Among nations classified as liberal democracies, only two resisted this trend (of realizing that warfare did not solve problems). One was the United States, the sole major belligerent to emerge from the Second World War stronger, richer, and more confident. The second was Israel, created as a direct consequence of the horrors unleashed by that cataclysm. By the 1950s, both countries subscribed to this common conviction: national security (and, arguably, national survival) demanded unambiguous military superiority. In the lexicon of American and Israeli politics, “peace” was a codeword. The essential prerequisite for peace was for any and all adversaries, real or potential, to accept a condition of permanent inferiority. In this regard, the two nations -- not yet intimate allies -- stood apart from the rest of the Western world.
So even as they professed their devotion to peace, civilian and military elites in the United States and Israel prepared obsessively for war. They saw no contradiction between rhetoric and reality. Yet belief in the efficacy of military power almost inevitably breeds the temptation to put that power to work. “Peace through strength” easily enough becomes “peace through war.”
It's downright Orwellian, but it's hard to argue that the nation's leaders have been sucked into a mentality where war is the answer, even when they don't really know what is the question.
If any overarching conclusion emerges from the Afghan and Iraq Wars (and from their Israeli equivalents), it’s this: victory is a chimera. Counting on today’s enemy to yield in the face of superior force makes about as much sense as buying lottery tickets to pay the mortgage: you better be really lucky.
Meanwhile, as the U.S. economy went into a tailspin, Americans contemplated their equivalent of Israel’s “demographic bomb” -- a “fiscal bomb.” Ingrained habits of profligacy, both individual and collective, held out the prospect of long-term stagnation: no growth, no jobs, no fun. Out-of-control spending on endless wars exacerbated that threat.
By 2007, the American officer corps itself gave up on victory, although without giving up on war. First in Iraq, then in Afghanistan, priorities shifted. High-ranking generals shelved their expectations of winning -- at least as a Rabin or Schwarzkopf would have understood that term. They sought instead to not lose. In Washington as in U.S. military command posts, the avoidance of outright defeat emerged as the new gold standard of success.

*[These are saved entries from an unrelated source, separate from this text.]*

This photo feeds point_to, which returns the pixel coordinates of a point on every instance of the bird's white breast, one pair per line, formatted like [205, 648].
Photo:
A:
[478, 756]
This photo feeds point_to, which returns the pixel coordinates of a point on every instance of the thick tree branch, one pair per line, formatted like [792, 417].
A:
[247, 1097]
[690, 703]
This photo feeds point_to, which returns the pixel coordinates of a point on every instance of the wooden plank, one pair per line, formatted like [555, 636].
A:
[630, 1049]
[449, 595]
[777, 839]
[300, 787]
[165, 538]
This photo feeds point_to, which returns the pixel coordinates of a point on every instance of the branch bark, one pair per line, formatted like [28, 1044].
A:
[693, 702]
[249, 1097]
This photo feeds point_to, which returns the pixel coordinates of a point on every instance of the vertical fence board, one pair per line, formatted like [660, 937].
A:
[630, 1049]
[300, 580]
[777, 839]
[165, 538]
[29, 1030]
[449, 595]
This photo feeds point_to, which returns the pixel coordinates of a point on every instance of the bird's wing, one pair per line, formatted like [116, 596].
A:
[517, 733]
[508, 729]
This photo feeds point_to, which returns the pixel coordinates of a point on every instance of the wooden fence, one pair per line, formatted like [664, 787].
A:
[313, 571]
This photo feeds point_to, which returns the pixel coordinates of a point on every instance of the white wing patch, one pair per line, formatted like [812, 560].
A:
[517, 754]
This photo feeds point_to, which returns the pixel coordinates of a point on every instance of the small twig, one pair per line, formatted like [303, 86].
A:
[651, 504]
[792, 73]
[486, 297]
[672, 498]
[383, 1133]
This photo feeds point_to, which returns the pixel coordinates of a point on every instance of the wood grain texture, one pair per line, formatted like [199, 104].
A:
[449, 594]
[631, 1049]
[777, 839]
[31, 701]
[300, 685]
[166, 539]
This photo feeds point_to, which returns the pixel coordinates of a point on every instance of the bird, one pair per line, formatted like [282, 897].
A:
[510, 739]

That's it in a nutshell, isn't it? When we hear politicos talking about "victory" in Afghanistan, I've yet to hear anyone explain what victory looks like. And yet Obama has committed 30,000 more troops in Afghanistan so that we may "win." Meanwhile we allow the Republicans to frame the debate internally on the size of the deficit, not mentioning that the biggest drains on the deficit are these seemingly endless wars with muddled and impossible-to-benchmark objectives.
As Steve Hynd at Newshoggers puts it:
And thus, by the tortured logic of the Beltway, we cannot admit we are nation-building in Afghanistan because we are obviously failing at it - even as we are unable to consider any options that don't involve nation-building. Madness.